At City Journal, Guy Sorman notes how quickly the managed-market winds have shifted. When the credit unwind started, the papers, the TV and the newsweaklies declared capitalism dead in just a little less time than it took for Kent Brockman to declare his loyalty to the Space Ants. Less than two years later, you can’t buy good press for the stimulus; the economy is frozen solid in August; the nation is rediscovering — despite the herniated efforts of local, state and federal government — the virtues of thrift; and if you search for Keynes on the interwebs, all you turn up are headlines like “How Dr. Keynes killed the patient.”
First of all, as a guy who puts together blog posts in his free time, lemme tell you that the blinding array of contextual links in just this one excerpted paragraph is impressive as all get-out. I find that the more hurried I am, or the more tired I am, the thing that suffers first is any nonmaterial links. That Tim Cavanaugh put in the effort to link and thus back up each and every assertion is an obvious sign that he cares very deeply about getting his message out, and getting it out right. Bravo.
Second, the Kent Brockman reference is brilliant.
But here’s the tell: We’re already starting to see the first of the “Today’s Keynesians are misreading Keynes” walk-back arguments.
What’s funny here is that he’s absolutely right. And while the first inclination of folks like you and folks like me would be to shake our head and mutter under our breath that great old line from Ronald Reagan: Oh, there they go again. The thing is, I would need all of my fingers and all of my toes to count how many times I’ve countered the standard “capitalism is dead” and “capitalism is evil” and “capitalism obviously doesn’t work” with the argument that what we’re seeing today is anything but true capitalism.
The difference, of course, is that we are not seeing capitalism in the sense that actual market autonomy could provide, while there is no doubt–and there has been no doubt for quite some time now–that Keynesian economics just simply doesn’t add up.
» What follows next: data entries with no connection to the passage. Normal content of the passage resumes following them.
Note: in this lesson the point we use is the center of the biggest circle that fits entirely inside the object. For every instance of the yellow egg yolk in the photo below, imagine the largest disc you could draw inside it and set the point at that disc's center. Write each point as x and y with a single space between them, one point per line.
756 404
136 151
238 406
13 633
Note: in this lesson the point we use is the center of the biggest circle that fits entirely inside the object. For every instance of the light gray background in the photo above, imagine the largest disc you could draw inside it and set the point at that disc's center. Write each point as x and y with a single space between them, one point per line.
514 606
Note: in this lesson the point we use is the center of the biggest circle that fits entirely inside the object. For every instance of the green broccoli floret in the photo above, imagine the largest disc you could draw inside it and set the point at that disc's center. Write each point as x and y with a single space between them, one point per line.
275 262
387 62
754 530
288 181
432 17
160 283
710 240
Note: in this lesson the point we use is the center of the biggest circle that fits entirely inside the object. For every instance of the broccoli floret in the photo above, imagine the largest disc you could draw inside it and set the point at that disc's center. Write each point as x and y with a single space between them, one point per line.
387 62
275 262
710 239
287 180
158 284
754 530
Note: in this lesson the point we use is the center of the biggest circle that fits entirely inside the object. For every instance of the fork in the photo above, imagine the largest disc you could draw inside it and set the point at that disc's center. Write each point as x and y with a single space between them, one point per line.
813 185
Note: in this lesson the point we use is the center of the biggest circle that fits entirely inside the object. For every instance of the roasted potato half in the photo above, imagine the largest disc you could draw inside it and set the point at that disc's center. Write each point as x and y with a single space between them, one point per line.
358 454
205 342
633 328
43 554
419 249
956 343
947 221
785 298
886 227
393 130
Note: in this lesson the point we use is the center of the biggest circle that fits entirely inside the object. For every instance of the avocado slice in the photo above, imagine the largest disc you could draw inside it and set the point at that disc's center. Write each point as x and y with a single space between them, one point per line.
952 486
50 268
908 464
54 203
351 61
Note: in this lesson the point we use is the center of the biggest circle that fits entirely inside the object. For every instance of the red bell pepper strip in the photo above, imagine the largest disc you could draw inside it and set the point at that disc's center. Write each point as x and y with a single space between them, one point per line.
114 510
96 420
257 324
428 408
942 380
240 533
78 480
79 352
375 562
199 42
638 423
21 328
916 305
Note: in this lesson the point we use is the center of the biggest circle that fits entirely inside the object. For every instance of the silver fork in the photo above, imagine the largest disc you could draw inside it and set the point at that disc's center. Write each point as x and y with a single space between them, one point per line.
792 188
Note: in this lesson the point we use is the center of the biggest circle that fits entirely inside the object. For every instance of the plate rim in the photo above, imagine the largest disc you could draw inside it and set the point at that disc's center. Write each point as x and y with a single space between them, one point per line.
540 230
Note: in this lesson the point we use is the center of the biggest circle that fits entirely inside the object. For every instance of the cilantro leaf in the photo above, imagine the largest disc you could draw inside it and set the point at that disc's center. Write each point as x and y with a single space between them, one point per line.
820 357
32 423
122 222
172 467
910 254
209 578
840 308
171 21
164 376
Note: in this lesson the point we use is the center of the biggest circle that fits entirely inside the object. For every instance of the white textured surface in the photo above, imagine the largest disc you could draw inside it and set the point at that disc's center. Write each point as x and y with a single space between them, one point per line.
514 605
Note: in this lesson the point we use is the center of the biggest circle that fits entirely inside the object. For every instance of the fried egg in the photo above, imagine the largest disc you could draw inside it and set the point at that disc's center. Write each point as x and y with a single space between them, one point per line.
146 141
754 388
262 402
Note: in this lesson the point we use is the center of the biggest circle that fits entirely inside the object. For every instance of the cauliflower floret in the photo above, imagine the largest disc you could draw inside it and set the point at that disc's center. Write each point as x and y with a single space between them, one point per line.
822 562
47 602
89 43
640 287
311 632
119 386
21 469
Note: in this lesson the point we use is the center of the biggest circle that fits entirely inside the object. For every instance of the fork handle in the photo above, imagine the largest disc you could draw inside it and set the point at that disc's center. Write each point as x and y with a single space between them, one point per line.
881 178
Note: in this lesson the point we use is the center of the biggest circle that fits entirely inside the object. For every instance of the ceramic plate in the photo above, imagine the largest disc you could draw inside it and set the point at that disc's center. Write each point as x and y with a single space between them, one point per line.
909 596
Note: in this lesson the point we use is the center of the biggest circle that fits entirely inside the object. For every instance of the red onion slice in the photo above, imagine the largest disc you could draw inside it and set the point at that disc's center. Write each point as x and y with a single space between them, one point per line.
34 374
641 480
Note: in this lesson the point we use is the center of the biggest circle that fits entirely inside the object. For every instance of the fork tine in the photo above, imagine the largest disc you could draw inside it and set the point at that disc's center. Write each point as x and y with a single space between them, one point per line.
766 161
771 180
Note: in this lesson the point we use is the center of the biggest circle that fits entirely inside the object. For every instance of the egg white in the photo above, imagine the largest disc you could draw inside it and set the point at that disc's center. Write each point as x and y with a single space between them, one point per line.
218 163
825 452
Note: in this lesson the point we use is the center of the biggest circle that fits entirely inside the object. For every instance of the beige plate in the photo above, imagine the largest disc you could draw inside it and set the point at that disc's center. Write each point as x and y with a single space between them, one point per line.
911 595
Alright — I’ve said enough. Read the Cavanaugh piece. Here’s just one more taste:
“The banks probably had to be saved,” Cochrane tells me, “but the problem was that the salvation followed no pattern.” Some institutions, like Bear Stearns and Wachovia, were rescued; others, like Lehman, were not. It became impossible to know what the government was going to do next. “If governments couldn’t be predicted, nobody could be trusted any more,” Cochrane explains. Credit froze.
I have an alternative explanation: Credit froze because all over the country defaults on mortgages, car loans, student loans and credit cards were reaching historical highs. Letting Lehman die was Henry Paulson’s single act of courage, and he followed it up by doing what he does best: soiling his Depends and scaring the children with wild tales about the bank failures, derivative defaults and lover’s lane murderers that would be unleashed if the taxpayers didn’t give a trillion dollars to the largest banks on the planet. The entire ethical structure of the free market was destroyed so that Sheila Bair could be spared the inconvenience of euthanizing crippled, syphilitic ghouls like Citigroup and Bank of America.